Fort Collins, Colo., drivers are some of the best on the road, while those in Washington, D.C., are among the worst, according to Allstate's seventh annual America's Best Driver's Report. The report, which ranks the 200 largest U.S. cities, uses Allstate claims data to determine which places are car crash hotspots.
Allstate represents about 10 percent of all U.S. auto policies, according to the report. Because Allstate doesn't serve some markets (Boston, for example), there are some gaps in the data. But the study's findings still provide "a realistic snapshot of what's happening on America's roadways," according to Allstate.
To determine its rankings, Allstate took into account its auto crash claims and calculated how often the average driver in each city could expect to get in an accident. An auto crash was defined as any collision resulting in a property damage claim. In the winning city, Fort Collins, drivers can expect to get in a collision every 14 years, while those in Washington, D.C., can expect a collision every five years. The national average is about 10 years between accidents.
According to Allstate, the top three safest cities to drive are:
- Fort Collins, Colo.
- Boise, Idaho.
- Lincoln, Neb.
As for the most dangerous, the top three are:
- Washington, D.C.
- Glendale, Calif.
Looking at the data, a pattern emerges: Larger cities tend to have more collisions. Here are the rankings for the safest U.S. cities with populations of 1 million or more -- the "safest" big cities.

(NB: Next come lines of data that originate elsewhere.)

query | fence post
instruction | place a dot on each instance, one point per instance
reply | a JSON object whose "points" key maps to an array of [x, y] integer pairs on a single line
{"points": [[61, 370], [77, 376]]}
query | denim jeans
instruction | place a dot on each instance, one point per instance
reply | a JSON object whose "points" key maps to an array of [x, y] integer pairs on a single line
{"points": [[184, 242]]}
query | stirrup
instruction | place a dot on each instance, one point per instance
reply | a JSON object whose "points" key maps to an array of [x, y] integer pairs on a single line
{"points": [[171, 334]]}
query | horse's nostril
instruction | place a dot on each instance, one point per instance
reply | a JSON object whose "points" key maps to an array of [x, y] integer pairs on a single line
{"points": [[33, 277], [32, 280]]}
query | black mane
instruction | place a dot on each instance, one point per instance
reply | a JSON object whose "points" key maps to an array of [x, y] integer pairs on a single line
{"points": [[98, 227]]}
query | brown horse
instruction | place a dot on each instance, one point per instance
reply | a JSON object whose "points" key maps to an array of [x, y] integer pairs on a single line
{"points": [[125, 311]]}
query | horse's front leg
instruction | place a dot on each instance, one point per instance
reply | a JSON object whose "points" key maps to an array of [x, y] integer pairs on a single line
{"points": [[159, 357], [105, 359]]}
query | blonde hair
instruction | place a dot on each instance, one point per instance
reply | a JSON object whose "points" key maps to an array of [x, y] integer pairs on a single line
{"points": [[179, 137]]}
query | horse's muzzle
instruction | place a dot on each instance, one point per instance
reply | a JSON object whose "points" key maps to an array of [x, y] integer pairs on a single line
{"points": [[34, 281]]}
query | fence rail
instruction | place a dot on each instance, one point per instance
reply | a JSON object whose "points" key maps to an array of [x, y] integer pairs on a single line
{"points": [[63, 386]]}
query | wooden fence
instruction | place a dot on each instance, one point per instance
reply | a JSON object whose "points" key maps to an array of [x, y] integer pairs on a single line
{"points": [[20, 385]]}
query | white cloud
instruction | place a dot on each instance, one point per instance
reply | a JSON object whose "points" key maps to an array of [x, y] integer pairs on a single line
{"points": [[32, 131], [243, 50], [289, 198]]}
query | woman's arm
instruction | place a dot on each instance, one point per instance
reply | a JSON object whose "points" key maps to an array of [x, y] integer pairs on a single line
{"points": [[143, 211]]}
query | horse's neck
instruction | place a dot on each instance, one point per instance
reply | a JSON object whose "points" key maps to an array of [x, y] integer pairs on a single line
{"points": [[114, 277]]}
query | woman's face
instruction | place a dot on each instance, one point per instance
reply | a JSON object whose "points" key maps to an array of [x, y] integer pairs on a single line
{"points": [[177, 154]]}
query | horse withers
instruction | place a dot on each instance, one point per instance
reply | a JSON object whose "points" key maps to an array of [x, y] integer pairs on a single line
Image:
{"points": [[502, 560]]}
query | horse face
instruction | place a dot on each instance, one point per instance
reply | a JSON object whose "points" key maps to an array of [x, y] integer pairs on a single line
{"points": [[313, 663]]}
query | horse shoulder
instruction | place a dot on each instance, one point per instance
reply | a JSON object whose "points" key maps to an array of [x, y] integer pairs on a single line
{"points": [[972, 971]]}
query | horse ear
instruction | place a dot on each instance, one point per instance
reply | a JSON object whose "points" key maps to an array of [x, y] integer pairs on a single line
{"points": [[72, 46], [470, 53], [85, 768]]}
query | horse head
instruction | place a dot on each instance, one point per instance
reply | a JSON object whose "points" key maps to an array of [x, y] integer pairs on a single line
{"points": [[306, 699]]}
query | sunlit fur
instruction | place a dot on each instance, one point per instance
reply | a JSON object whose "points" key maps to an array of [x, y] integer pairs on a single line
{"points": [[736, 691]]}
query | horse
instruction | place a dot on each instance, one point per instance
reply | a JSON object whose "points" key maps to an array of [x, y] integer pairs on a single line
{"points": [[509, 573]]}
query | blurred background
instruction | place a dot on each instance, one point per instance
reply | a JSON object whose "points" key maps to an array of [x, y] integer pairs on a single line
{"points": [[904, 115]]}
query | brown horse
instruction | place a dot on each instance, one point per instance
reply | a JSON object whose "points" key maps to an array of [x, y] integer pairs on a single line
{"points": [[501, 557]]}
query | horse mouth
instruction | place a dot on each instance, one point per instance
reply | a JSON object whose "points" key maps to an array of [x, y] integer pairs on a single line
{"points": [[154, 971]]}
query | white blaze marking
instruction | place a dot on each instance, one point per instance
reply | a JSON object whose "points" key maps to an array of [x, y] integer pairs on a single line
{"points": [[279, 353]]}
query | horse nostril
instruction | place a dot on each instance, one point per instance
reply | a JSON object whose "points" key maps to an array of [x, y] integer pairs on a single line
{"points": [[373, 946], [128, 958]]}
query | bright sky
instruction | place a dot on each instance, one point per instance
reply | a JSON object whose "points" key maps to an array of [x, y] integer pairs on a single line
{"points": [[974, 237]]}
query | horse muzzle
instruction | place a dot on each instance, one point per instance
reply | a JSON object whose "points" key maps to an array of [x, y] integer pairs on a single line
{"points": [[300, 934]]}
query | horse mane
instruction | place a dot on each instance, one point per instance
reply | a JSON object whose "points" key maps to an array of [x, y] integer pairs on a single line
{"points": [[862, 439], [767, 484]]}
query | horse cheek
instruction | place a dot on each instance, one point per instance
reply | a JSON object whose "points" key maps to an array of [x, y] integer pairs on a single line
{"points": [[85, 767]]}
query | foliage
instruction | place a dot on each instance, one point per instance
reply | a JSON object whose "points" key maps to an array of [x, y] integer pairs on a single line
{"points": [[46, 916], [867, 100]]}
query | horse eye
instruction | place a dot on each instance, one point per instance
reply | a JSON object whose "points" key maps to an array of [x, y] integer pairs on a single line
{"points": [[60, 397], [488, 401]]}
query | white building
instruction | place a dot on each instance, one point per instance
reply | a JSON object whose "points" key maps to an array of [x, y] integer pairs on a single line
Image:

Not only do none of these cities crack the top 50, but every single one has an auto collision rate that's higher than the national average.
- Phoenix (55 overall).
- San Diego (117).
- San Antonio (142).
- Houston (155).
- Chicago (157).
- Dallas (167).
- New York City (171).
- Los Angeles (182).
- Philadelphia (188).
Profile of the winner
Fort Collins has led the Allstate rankings for the past two years, according to the report. In an Allstate release, Fort Collins Mayor Karen Weitkunat credited "the responsible behavior and safe driving habits of our residents." Extra-wide city streets, an intuitive grid layout, the flat topography common east of the Rocky Mountains and red-light cameras all help create a safe cityscape for drivers.
Congestion means crashes
The Texas Transportation Institute publishes its own annual report, the Urban Mobility Report, which ranks traffic congestion in U.S. cities, as measured by the amount of time motorists spend waiting in traffic. The 2010 report shares traits with the Allstate's America's Best Drivers Report. In fact, the most congested metro areas in the Texas Transportation Institute's report (Chicago, Washington, Los Angeles, Houston and San Francisco) rank poorly in the Allstate report.
Although far from a perfect correlation, the common thread between traffic congestion and safety ratings is population density. As people and vehicles become more closely packed together, the potential for auto accidents goes up. Auto insurance companies take into account the likelihood that you'll get into an accident when calculating your rate. And if you live in an area where accidents are common, you'll probably see a higher premium. So, if you're thinking of making the move to larger city, make sure the larger premiums fit into your budget.